Jain Dharma & the Difficulty of Self Discipline in a Modern World

Stanford professor Michel Serres hikes the Dish on a regular basis.

Stanford professor Michel Serres hikes the Dish on a regular basis.

Slowly, I’ve been moving away from the word ‘Jainism’ because I’ve noticed some Jain scholars eschew the term as being an English construct. The ‘ism’ implies separateness, apartness, a religion unlike the others. The scholars believe that other religions can, and do, incorporate Jain ethics in their day to day behavior so, in essence, they can be Jain while also being Muslim or Christian. I suppose that’s true although I don’t see how a religion like Christianity or Islam, which believes in a creator/punisher god, can reconcile with one which doesn’t. Since a belief and acceptance of different points of view (Anēkāntavāda) is part of the Jain ethos, I suppose that makes the Dharma possible.

It’s hard being a Jain in the modern world. Every day I run into something that gets me pissed off, whether it’s people honking their horns for no reason or people shuffling past you without saying excuse me. I still look at shiny new cars and think, “Why isn’t that mine?” I see people with beautiful hair and wish my head was like that. Couples walking hand in hand make me jealous. People walking down the street with their pitbulls untethered gives me a stroke. I desperately want peace within myself. I don’t want to be angry. I don’t want to feel jealousy.
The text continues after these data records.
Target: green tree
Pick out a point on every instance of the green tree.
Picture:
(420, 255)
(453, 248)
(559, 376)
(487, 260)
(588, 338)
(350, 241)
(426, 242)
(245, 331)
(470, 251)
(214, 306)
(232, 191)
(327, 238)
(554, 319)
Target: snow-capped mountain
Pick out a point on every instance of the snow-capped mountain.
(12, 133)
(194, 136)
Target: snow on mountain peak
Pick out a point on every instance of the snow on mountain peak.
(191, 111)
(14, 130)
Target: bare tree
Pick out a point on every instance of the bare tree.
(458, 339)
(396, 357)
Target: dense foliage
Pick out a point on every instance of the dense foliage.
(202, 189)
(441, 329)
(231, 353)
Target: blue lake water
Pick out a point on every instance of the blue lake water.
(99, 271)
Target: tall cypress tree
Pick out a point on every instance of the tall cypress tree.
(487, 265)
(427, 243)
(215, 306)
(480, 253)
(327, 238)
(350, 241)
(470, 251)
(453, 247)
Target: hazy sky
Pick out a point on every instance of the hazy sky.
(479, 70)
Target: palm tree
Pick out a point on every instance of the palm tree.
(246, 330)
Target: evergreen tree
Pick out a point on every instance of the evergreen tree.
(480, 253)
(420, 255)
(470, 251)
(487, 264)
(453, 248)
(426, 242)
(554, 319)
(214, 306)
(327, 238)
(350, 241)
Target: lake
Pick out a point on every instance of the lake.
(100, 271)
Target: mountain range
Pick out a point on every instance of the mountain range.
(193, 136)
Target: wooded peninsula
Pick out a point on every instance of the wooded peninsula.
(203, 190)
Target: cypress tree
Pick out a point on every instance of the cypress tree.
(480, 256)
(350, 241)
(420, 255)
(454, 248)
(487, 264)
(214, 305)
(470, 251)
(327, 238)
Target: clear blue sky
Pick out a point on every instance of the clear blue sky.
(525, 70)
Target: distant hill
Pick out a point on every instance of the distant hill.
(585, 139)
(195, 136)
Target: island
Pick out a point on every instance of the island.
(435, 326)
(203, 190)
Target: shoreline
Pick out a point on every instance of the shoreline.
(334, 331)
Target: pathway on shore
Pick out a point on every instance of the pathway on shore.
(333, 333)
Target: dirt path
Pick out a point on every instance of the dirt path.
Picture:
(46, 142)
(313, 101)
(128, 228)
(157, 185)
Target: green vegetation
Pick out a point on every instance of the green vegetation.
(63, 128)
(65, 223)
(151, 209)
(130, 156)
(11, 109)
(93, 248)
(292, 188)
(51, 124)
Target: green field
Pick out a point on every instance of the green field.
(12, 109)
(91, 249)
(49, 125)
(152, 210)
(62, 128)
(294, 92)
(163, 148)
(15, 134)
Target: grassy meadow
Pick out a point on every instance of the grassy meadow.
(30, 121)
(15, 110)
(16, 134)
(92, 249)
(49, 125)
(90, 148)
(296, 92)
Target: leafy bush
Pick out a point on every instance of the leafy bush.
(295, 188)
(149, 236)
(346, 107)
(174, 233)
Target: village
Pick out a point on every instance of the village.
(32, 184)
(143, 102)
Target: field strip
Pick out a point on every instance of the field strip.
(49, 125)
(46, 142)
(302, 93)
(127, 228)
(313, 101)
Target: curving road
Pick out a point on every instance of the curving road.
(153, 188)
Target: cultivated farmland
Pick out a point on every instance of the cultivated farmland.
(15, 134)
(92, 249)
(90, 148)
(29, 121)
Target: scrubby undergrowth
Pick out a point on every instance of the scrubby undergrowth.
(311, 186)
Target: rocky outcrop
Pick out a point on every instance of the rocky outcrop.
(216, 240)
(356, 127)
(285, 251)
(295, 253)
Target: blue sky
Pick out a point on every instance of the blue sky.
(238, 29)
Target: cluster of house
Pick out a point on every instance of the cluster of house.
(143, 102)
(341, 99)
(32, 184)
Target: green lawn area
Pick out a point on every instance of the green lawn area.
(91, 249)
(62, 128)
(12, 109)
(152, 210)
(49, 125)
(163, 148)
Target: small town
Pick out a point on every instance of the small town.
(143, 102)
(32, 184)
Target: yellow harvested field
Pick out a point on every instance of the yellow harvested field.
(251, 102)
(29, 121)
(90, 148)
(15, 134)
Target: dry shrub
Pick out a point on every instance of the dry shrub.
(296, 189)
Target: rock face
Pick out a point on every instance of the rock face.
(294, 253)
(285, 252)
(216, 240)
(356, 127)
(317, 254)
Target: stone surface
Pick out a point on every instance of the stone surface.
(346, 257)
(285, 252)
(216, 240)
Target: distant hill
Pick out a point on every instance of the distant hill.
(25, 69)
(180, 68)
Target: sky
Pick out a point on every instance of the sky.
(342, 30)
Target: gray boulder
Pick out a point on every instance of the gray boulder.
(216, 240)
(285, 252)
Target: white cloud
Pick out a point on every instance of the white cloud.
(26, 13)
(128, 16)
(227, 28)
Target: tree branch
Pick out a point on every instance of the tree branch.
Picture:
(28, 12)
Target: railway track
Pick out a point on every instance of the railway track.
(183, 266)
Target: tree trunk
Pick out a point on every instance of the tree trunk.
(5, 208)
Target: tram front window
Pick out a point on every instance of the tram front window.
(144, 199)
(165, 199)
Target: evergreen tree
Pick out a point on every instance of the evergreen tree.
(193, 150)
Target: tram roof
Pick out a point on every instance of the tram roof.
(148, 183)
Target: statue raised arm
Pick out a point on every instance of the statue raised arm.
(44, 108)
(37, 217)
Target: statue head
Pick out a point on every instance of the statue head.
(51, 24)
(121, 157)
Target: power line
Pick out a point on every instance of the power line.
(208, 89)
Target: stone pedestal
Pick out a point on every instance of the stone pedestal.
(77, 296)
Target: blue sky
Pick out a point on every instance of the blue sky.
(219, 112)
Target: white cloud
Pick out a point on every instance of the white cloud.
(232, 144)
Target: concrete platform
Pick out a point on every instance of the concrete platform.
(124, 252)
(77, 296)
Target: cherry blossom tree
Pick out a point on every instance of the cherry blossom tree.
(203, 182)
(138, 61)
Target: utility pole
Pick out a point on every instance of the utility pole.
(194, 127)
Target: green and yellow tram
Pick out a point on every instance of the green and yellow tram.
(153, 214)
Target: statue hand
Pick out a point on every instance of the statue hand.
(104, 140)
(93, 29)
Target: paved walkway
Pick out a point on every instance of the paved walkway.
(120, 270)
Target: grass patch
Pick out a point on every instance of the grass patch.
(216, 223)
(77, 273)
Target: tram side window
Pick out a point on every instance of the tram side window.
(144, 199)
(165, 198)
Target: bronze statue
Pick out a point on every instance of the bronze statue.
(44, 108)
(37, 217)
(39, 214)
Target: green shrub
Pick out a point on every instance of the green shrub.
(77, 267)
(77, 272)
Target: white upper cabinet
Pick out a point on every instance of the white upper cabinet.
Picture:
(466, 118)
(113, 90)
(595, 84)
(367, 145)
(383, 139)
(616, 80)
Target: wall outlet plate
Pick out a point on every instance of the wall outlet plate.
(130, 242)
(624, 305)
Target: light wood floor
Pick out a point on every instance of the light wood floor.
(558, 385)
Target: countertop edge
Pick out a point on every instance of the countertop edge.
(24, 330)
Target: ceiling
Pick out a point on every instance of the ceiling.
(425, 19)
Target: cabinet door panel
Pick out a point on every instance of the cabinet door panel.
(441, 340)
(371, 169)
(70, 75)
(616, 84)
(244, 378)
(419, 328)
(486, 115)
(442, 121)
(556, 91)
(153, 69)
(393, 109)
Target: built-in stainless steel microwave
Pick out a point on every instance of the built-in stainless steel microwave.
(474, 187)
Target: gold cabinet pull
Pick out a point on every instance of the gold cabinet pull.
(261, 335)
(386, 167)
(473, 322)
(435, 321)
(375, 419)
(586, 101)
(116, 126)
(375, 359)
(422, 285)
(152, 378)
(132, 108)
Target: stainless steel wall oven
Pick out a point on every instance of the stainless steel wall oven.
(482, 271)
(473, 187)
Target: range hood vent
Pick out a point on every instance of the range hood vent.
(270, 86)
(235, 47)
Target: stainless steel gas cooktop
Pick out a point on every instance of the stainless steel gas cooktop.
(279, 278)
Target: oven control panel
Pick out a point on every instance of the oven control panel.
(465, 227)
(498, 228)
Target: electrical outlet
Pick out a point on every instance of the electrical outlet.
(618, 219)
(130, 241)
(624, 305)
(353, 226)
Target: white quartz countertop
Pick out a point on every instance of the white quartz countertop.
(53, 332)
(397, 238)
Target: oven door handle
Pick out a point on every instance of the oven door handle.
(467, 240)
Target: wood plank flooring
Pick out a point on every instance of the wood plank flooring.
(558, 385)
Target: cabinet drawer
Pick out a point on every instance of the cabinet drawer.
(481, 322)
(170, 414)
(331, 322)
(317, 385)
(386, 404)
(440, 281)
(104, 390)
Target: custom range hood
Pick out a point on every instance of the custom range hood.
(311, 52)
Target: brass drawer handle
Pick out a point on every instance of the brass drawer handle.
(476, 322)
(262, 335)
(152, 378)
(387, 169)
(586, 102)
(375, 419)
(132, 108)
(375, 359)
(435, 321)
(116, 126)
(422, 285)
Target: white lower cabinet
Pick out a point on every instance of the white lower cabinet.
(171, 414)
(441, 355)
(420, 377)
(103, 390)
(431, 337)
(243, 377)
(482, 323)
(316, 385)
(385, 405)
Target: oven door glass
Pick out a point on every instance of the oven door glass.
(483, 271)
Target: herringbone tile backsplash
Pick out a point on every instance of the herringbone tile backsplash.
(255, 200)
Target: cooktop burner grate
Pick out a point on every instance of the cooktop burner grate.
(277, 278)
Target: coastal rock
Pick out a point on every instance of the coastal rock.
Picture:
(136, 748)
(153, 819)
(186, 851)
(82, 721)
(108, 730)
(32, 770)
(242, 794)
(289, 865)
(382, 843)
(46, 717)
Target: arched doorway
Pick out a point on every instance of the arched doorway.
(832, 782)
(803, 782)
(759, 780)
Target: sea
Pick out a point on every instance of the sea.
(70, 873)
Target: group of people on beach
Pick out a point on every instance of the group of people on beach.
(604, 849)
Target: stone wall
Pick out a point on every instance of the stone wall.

Sometimes I think this is a war I’ll never win; I’ll go to my grave an angry man.

Jain Dharma believes there is happiness in owning and craving nothing and I believe that, too. I read about monks who are ostracized, maligned, spat upon, cursed, victimized and brutalized and still hoist no anger or ill will towards their tormenters. I’m nowhere near that. If I was crossing a bridge and someone spit on me my immediate reaction would be to throw them off the bridge after reading them the riot act. But I don’t want to be that guy. I want to be the forgiving one. I’ve actually already started forgiving my parents for me having had such a traumatic life. That’s something I thought I’d never do. Maybe I’m just getting old, I don’t know. I wrote a short story yesterday about a young man who tests his personal strength by placing himself in dangerous situations. If I had spoken to a wise man I’m sure he’d say something like, “Don’t put yourself in danger. Danger finds its host anyway.” I suppose it’s true what they say about facing your fears – it’s the best way to conquer them.

I do wish there were more Jains around here. I need strength. I need to be bolstered. I need them around me to show me the way, to give me hope, and to guide me where I need to go. I think without their support I could fall to the wayside. I can’t do this self-discipline bit by myself. I don’t think it’s gonna work. I need to push myself harder but am reluctant because, well, I can be lazy sometimes. My roommate and I have been doing a lot of walking lately, so that’s good. We average around 4 or 5 miles/day. This past Sunday we walked the entire circumference of Lake Union. We took a longer route around it so we ended up walking nearly 10 miles. It was a good walk because there were staircases and hills to navigate. I just walked to this Wallingford library I’m in from the Seattle Center. It’s only about 4 miles but it was in the hot sun so hopefully that counts for something.